Новые водоемы позволили бы расширить кормовую базу и преодолеть, если не ликвидировать совсем, трудности с питанием в районах рек. Поэтому мы были очень рады узнать, что из этого фонда выделили средства для бурения скважины близ Ндиандазы. Это могло сделать обширные пространства Восточного Цаво пригодными для обитания в сухой сезон.
Мы сразу отправились на место бурения и, конечно же, взяли с собой Хиглети. Буровая установка действовала, и, подъезжая к ней, мы еще издалека услышали мерный стук двигателя.
Теперь мы знали, что мечта о постоянном источнике воды в Ндиандазе близка к осуществлению. Лагерь разбили неподалеку от места работы, и до конца дня Хиглети был поглощен знакомством с новыми местами. Здесь же в Ндиандазе находились и объездчики сектора Ракоуб со своими верблюдами. Дело в том, что несколько месяцев назад мы в виде эксперимента приобрели четырех верблюдов для доставки воды и припасов нашим патрулям. Предполагалось, что это позволит нам более эффективно бороться с браконьерами. Верблюды были с норовом, довольно злобные, но меня всегда забавляла та неуклюжая грация, с которой они опускались на землю, подставляя спину под груз, при этом стонали и громко ревели.

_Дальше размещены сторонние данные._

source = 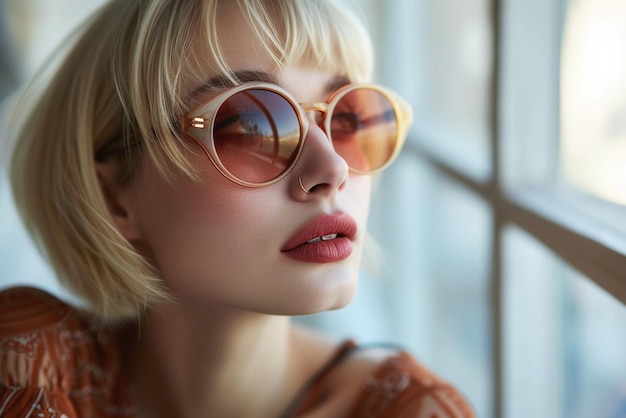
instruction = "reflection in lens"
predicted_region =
[213,89,300,183]
[330,88,398,172]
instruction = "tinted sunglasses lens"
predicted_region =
[213,89,300,183]
[330,87,398,172]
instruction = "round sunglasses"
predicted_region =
[182,82,412,187]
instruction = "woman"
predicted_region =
[0,0,472,417]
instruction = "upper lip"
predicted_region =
[281,213,357,252]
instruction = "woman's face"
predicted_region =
[119,2,371,315]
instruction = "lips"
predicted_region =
[281,213,357,263]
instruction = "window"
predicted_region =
[0,0,626,418]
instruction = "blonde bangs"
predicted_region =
[11,0,373,323]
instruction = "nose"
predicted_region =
[291,112,349,198]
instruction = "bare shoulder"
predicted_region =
[288,326,475,418]
[348,352,475,418]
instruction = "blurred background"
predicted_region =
[0,0,626,418]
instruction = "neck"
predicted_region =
[133,306,298,417]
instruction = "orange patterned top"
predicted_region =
[0,288,474,418]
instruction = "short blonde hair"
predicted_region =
[10,0,372,323]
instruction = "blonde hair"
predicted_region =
[11,0,372,323]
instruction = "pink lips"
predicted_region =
[281,213,357,263]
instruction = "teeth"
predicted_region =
[307,234,337,244]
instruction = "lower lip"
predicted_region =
[284,237,353,263]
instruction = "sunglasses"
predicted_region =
[182,82,412,187]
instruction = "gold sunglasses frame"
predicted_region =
[181,82,413,187]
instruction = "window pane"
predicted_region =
[561,0,626,204]
[503,228,626,418]
[416,0,492,146]
[424,168,495,417]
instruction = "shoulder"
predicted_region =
[348,350,474,418]
[0,287,133,417]
[0,287,89,389]
[0,287,72,339]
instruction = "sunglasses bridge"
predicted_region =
[298,102,328,124]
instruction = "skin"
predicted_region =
[98,3,386,417]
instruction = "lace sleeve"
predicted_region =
[0,288,78,418]
[349,353,475,418]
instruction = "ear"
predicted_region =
[95,158,143,241]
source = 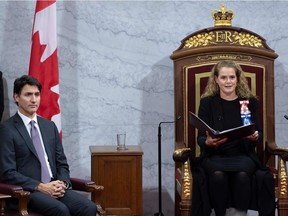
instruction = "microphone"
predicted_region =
[154,115,182,216]
[159,115,181,127]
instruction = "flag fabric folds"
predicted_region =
[29,0,61,133]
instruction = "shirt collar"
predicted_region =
[18,110,38,125]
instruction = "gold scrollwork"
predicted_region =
[280,159,287,197]
[182,161,191,199]
[231,31,263,47]
[184,32,216,48]
[196,54,252,62]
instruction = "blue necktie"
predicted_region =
[30,120,51,183]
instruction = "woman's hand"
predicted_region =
[205,131,228,147]
[246,131,259,142]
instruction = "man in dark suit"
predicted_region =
[0,75,97,216]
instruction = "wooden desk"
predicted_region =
[90,145,143,216]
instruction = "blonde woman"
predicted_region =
[192,60,275,216]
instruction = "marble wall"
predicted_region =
[0,0,288,215]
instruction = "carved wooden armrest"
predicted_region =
[70,178,104,192]
[266,142,288,161]
[173,148,191,163]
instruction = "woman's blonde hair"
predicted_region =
[201,60,255,98]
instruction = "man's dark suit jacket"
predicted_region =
[0,113,71,191]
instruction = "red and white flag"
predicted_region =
[29,0,61,133]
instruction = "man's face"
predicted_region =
[14,84,40,118]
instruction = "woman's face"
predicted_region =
[215,67,237,97]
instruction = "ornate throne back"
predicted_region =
[171,5,288,216]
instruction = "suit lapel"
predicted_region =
[37,116,53,169]
[13,113,38,157]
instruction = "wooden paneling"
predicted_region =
[90,146,143,216]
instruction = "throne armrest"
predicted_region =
[266,142,288,161]
[173,148,191,163]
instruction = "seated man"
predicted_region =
[0,75,97,216]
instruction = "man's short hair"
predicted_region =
[13,75,42,95]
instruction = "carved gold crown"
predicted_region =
[212,4,234,26]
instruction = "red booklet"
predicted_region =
[189,112,255,140]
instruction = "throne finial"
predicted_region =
[212,4,234,27]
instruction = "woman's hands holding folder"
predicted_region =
[205,131,228,147]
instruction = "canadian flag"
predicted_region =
[29,0,61,135]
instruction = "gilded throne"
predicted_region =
[171,5,288,216]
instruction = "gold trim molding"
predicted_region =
[196,54,252,62]
[182,160,192,199]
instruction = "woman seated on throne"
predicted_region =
[192,60,275,216]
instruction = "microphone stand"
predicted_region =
[154,116,181,216]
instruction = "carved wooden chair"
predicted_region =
[0,178,106,216]
[171,4,288,216]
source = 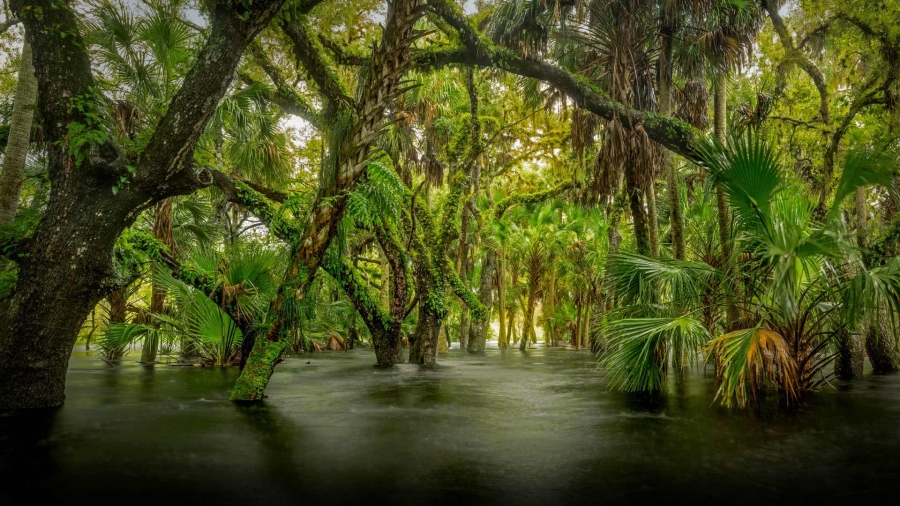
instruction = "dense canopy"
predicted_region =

Неудобство работы с верблюдами (помимо их скверного характера) состояло еще и в том, что то Дэвиду, то Питеру регулярно выпадала незавидная работа — делать верблюдам инъекции против трипаносомоза — смертельной болезни, переносчик которой — муха цеце. И дело было не только в том, что при инъекции животные оглушительно ревели, выражая свой протест, но и в том, что вливание приходилось делать в яремную вену, а сопротивление животных делало эту и без того трудную задачу весьма сложной.